Innanzi tutto la squadra investigativa perde momentaneamente un elemento: infatti Tan e Dinh tornano al Sud, al villaggio d’origine del Mandarino, e quindi lasciano alle loro spalle il loro collaboratore Porco. Ma questo viaggio, che è soprattutto della memoria, si colora ben presto di tinte fosche dal momento che muore un uomo in circostanze misteriose (prima dice di essere stato violentato da una “con tinh”, una specie di fantasma femminile assai spregiudicato dal punto di vista sessuale, e poi perisce carbonizzato mentre la stanza in cui riposa rimane intatta) e Tan, suo malgrado, si trova a investigare.

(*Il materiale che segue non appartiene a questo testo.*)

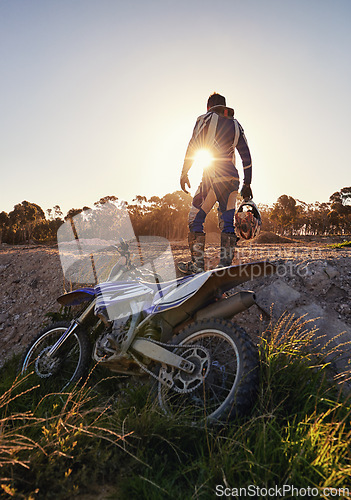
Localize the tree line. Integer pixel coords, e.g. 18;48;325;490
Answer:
0;187;351;245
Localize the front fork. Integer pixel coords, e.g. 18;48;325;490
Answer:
47;299;95;358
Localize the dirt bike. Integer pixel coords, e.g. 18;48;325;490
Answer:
21;203;275;421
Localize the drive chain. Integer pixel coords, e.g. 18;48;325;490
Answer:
129;339;210;394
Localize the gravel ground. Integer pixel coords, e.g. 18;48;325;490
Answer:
0;235;351;367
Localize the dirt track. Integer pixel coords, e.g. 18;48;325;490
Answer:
0;235;351;367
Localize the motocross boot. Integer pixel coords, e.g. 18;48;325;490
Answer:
216;233;239;268
178;232;206;274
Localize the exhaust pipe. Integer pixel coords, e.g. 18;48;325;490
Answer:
195;292;256;320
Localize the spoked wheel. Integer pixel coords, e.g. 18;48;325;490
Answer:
158;319;258;421
21;321;91;391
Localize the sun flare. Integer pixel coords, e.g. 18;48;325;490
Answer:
193;149;213;170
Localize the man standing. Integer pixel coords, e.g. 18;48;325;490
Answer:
178;93;252;274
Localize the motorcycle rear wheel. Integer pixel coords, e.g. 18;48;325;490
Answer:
20;321;91;392
158;319;258;422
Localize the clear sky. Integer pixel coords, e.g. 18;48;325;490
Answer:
0;0;351;213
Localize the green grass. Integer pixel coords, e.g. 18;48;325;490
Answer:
328;241;351;248
0;316;351;500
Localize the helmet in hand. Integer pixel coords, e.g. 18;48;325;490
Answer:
234;200;262;240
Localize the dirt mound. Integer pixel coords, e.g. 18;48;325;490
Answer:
253;231;296;244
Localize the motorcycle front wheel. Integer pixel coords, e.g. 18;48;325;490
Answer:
20;321;91;392
158;319;258;422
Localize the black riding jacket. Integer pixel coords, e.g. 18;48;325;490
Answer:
182;106;252;184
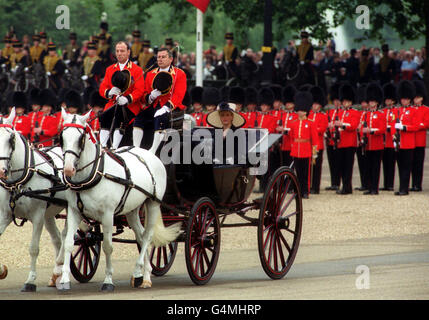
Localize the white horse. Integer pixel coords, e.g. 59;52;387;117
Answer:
59;109;181;291
0;109;66;292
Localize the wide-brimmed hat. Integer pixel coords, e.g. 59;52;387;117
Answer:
152;71;173;95
207;102;246;128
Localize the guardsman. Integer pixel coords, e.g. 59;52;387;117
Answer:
391;80;418;196
276;85;298;166
222;32;238;75
200;87;221;127
43;42;65;91
410;80;429;191
308;86;328;194
289;91;319;199
355;83;368;191
10;39;30;69
30;34;44;64
361;83;386;195
131;28;143;63
82;42;104;88
88;91;107;140
138;40;156;72
99;41;144;149
63;32;80;66
144;48;187;153
31;89;58;147
12;91;31;139
380;83;400;191
334;84;359;194
191;86;205;127
243;87;258;128
325;83;341;190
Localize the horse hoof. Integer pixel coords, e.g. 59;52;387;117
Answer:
48;274;61;288
100;283;115;292
21;283;36;292
56;282;71;292
0;265;7;280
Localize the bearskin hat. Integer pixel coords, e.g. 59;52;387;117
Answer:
228;87;245;104
365;82;384;105
293;91;313;112
397;80;416;100
203;87;222;106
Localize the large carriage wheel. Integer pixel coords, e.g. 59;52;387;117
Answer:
137;206;177;277
185;197;220;285
70;225;102;283
258;167;302;279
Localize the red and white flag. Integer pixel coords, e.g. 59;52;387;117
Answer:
188;0;210;13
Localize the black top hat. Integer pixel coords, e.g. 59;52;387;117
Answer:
64;89;83;113
258;87;274;107
413;80;428;105
383;82;398;102
225;32;234;40
308;86;326;108
12;91;28;112
190;86;204;104
228;86;245;104
366;82;383;105
397;80;416;100
203;87;221;106
112;69;131;93
340;83;356;104
244;87;258;106
293;91;313;112
282;84;296;104
40;89;58;109
89;90;107;108
152;71;173;95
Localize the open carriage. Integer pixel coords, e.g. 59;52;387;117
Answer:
64;128;303;285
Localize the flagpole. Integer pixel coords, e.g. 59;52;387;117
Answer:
195;9;204;87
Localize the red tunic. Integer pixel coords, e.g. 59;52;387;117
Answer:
143;67;187;110
99;61;144;115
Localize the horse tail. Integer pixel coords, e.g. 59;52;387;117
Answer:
145;204;182;248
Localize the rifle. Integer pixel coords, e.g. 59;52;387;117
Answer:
360;121;368;156
393;117;401;152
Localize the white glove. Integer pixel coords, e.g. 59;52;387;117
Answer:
116;96;128;106
395;123;404;130
149;89;162;103
154;106;171;117
107;87;121;99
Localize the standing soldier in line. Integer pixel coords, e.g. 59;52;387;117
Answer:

Ma la ricerca del colpevole è anche la ricerca del padre, scomparso quando Tan era piccolo: le due investigazioni perciò si intrecciano fino a rivelare un diabolico piano che, partendo dall’eliminazione xenofoba di una famiglia di etnia diversa ben 25 anni prima, prevede anche l’utilizzazione di una letale antenata delle moderne armi batteriologiche.
L’intreccio in effetti è molto complesso e il ritmo, specie all’inizio, assai lento; ma grazie a Tan (mente acuta, ma anche fisico asciutto e scattante nelle arti marziali) e al suo collaboratore Dinh (colto, raffinato e decisamente effeminato, anche se si mostra assai più vivace intellettualmente di molti suoi predecessori) l’azione si fa a poco a poco più serrata e il classico colloquio finale getta piena luce su tutta la vicenda.
Interessante è vedere come l’autrice tratta l’ampio ventaglio di miti che ai nostri occhi appaiono decisamente inverosimili ma che, per realismo, tali non dovevano sembrare ai protagonisti della vicenda: da un lato, dopo aver attratto il lettore con una serie di riferimenti a credenze sia popolari che colte, nel finale fa in modo, abilmente, di razionalizzare tutti gli aspetti connessi all’intreccio poliziesco; dall’altro, per non creare fastidiosi anacronismi e, soprattutto, per non distruggere, alla luce della razionalità occidentale del terzo millennio, il patrimonio culturale della sua gente, lascia ampie zone di ambiguità in cui l’inconscio insoddisfatto di ogni lettore può rifugiarsi senza pregiudizio per la soluzione della vicenda.
Un bel romanzo, dunque, meritevole, pur venendo da Oltralpe, di rappresentare a pieno titolo l’Estremo Oriente in questo nostro viaggio noir attorno al mondo.